E’ possibile concludere che i tre uomini di Aristotele fabbricano quel robot e stabiliscono le tre leggi ma, ovviamente, anche no.
Un’altra ipotesi potrebbe essere che i robot si autocostruiscano (lasciando da parte questioni del tipo prima l’uovo o la gallina) e se ne freghino completamente dell’uomo.
Ecco, tutti quelli che sono propensi a quest’ultima ipotesi nel leggere di Sverker Johansson hanno sicuramente pensato a scenari apocalittici e hanno fatto bene, perché quei robot vivono con noi e tra noi e crescono con noi.
Quelli più complicati e sofisticati li riconosciamo facilmente perché fanno il “lavoro sporco”.
Chiedetelo al ragazzino che gioca a Unreal Tournament o a Call of Duty; al vecchio costruttore di siti che semina esche per i Crawler; o a qualcuno che ha a che fare con certi centri di ricerca.
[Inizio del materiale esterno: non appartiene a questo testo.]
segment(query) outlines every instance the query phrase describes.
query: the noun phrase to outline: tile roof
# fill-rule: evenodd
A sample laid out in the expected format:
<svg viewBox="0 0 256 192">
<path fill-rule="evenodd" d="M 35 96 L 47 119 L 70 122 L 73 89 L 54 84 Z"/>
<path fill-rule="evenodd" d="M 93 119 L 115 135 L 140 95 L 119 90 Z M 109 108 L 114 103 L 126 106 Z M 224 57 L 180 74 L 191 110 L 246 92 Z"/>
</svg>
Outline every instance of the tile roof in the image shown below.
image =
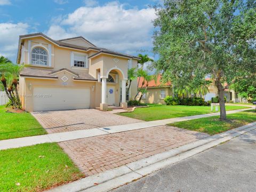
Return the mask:
<svg viewBox="0 0 256 192">
<path fill-rule="evenodd" d="M 156 82 L 155 81 L 155 79 L 152 79 L 152 80 L 149 81 L 148 82 L 148 87 L 158 87 L 158 86 L 171 86 L 171 83 L 165 83 L 165 84 L 162 83 L 162 82 L 161 82 L 161 78 L 162 78 L 162 75 L 161 74 L 159 74 L 157 76 L 157 79 L 156 79 Z M 138 79 L 137 79 L 137 82 L 139 82 L 139 77 L 138 77 Z M 143 80 L 143 78 L 140 78 L 140 82 L 139 82 L 139 87 L 141 87 L 141 85 L 142 84 Z M 146 87 L 146 83 L 145 83 L 143 85 L 142 87 Z"/>
<path fill-rule="evenodd" d="M 43 69 L 35 67 L 25 67 L 20 73 L 20 75 L 22 77 L 58 78 L 58 74 L 56 74 L 55 73 L 63 70 L 66 70 L 77 76 L 77 77 L 74 78 L 74 79 L 82 81 L 98 81 L 90 75 L 88 72 L 77 73 L 66 68 L 56 70 L 48 69 Z"/>
<path fill-rule="evenodd" d="M 76 37 L 69 38 L 68 38 L 68 39 L 60 39 L 60 40 L 59 40 L 59 41 L 56 41 L 56 40 L 54 40 L 54 39 L 50 38 L 49 37 L 48 37 L 47 36 L 44 35 L 44 34 L 43 34 L 42 33 L 34 33 L 34 34 L 27 34 L 27 35 L 20 35 L 20 39 L 22 38 L 26 38 L 26 37 L 37 36 L 42 36 L 43 37 L 45 38 L 46 39 L 49 40 L 50 41 L 51 41 L 51 42 L 53 42 L 54 43 L 55 43 L 55 44 L 56 44 L 60 46 L 63 46 L 63 47 L 68 47 L 68 48 L 76 49 L 78 49 L 78 50 L 83 50 L 83 51 L 87 51 L 87 50 L 91 49 L 91 50 L 94 50 L 99 51 L 98 53 L 97 53 L 94 54 L 94 55 L 90 57 L 89 58 L 91 58 L 92 56 L 94 56 L 94 55 L 97 55 L 97 54 L 101 54 L 101 53 L 109 53 L 109 54 L 114 54 L 114 55 L 116 55 L 117 56 L 123 56 L 123 57 L 128 57 L 128 58 L 130 58 L 131 59 L 139 59 L 139 60 L 141 59 L 140 58 L 139 58 L 138 57 L 132 56 L 132 55 L 129 55 L 129 54 L 127 54 L 121 53 L 119 53 L 119 52 L 116 52 L 116 51 L 111 51 L 111 50 L 105 49 L 105 48 L 97 47 L 94 44 L 93 44 L 92 43 L 90 42 L 88 40 L 86 39 L 85 38 L 84 38 L 82 36 L 79 36 L 79 37 Z M 82 38 L 83 39 L 84 39 L 85 41 L 88 42 L 90 44 L 91 44 L 93 45 L 94 45 L 94 46 L 92 46 L 92 47 L 83 47 L 83 46 L 78 46 L 78 45 L 71 44 L 70 43 L 63 42 L 63 41 L 65 41 L 73 39 L 76 39 L 76 38 Z M 18 55 L 17 55 L 17 59 L 18 59 Z"/>
</svg>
A quelli più semplici, o comuni, non ci badiamo più, sono ormai mischiati a noi come ultracorpi, e neanche riusciamo più a immaginare un’altra esistenza senza di loro.
Se non la prendiamo troppo da lontano (il primo utensile) e neanche troppo da vicino (Curiosity), restando sul pezzo, possiamo chiederci in quanti usino un correttore ortografico, non clicchino per cercare sinonimi o non si facciano ancora guidare da quel vecchio T9.
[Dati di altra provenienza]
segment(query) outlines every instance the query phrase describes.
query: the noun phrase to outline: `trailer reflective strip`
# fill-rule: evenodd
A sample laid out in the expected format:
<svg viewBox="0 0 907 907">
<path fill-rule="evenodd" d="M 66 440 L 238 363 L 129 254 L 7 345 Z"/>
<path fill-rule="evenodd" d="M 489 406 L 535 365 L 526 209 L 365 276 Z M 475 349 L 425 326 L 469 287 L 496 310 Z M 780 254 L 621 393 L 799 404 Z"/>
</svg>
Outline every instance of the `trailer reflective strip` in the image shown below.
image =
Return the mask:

Sono questi i nostri robot e pure Johansson ha trovato a chi far fare quel maledetto “lavoro sporco”. Si chiama Lsjbot ed è un piccolo robot che per lui ha scartabellato milioni e milioni di informazioni digitali (database e fonti varie) per poi confezionare nuove voci su Wikipedia.
I puristi con la penna d’oca possono stare tranquilli perché tutte le voci create in modo automatico sono ben evidenziate da Wikipedia che crea anche elenchi di testi creati da bot in attesa di correzione.
Certo gli errori non mancano mai. Per esempio aver utilizzato, nella programmazione di Lsjbot, solo informazioni registrate in alfabeto latino ha fatto scartare al bot tutte le informazioni, pur molto pertinenti, scritte in cirillico.
Ma si sa, gli errori possono capitare e se “errare è umano” ecco che anche i bot sbagliano.